I continued writing, getting down another part of a scene which is where I hovered until I realized that once again I had no idea where I wanted the play to go, how it was to end, etc. I found this all to be terribly troubling. As the summer began, I realized that I wanted to write the play, but it just wasn’t happening without some kind of an overall idea of what was going to happen. An outline? How something as simple as an outline could have evaded my thoughts for nearly two years, I have no idea. Nevertheless, it was then that I decided that I needed to write an outline for the play before any more work could be done.

In early August of that year, I spent five days in London on vacation. (I wrote an article in which I described that vacation to some extent for Go Inside Magazine entitled, A Veritable Vacation) Part of the vacation had me sitting in some of the beautiful parks that one can find in London. I watched as people walked by, slowly ate egg & mayonnaise sandwiches, and in two sittings wrote the outline for my play.
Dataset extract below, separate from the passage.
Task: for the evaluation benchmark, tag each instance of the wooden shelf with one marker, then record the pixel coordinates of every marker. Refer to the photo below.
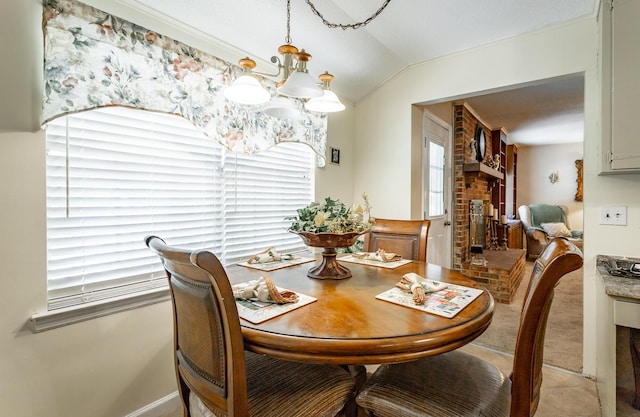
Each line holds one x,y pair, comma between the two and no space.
480,168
I think I can safely say that it was the most productive vacation I have ever had. Getting to see “Celebrity” in a theater full of soft leather couches was, of course, a bonus. After London, I spent a few weeks in Israel with my cousin Gadi and his then girlfriend Kira. (I attended their wedding a few weeks ago – they are quite happy, to say the least.) While in Israel, I wrote several scenes of the play, adding bits to the rough outline I had written for myself and making a few minor changes, but generally sticking to the outline.

Finishing The Play
It took an additional year and a half or so, but I finally finished the play. Bear in mind, I did attend school full time and I worked two jobs at the same time, and for a relatively brief period of time I was convinced that I was going to get married. I was able to finish the play in the free time that being in the yeshiva allowed me, and now I have begun the process of editing it.

I think I can safely say that the plays/films (I hope to adapt this play to the screen) I write in the future will be written considerably faster than three and a half years, but I don’t regret it having taken so long for this, my first play. Many plot details were inspired by things that happened over the course of the last three and a half years. If I had stuck to what I was going to write initially and had quickly written it, it would have been an entirely different play – it might not have even been a play at all! The fruits of those initial efforts did not go to waste, as I managed to incorporate bits and pieces of ideas from the book into references I made in the play. I suppose you’ll have to see it to understand what I mean.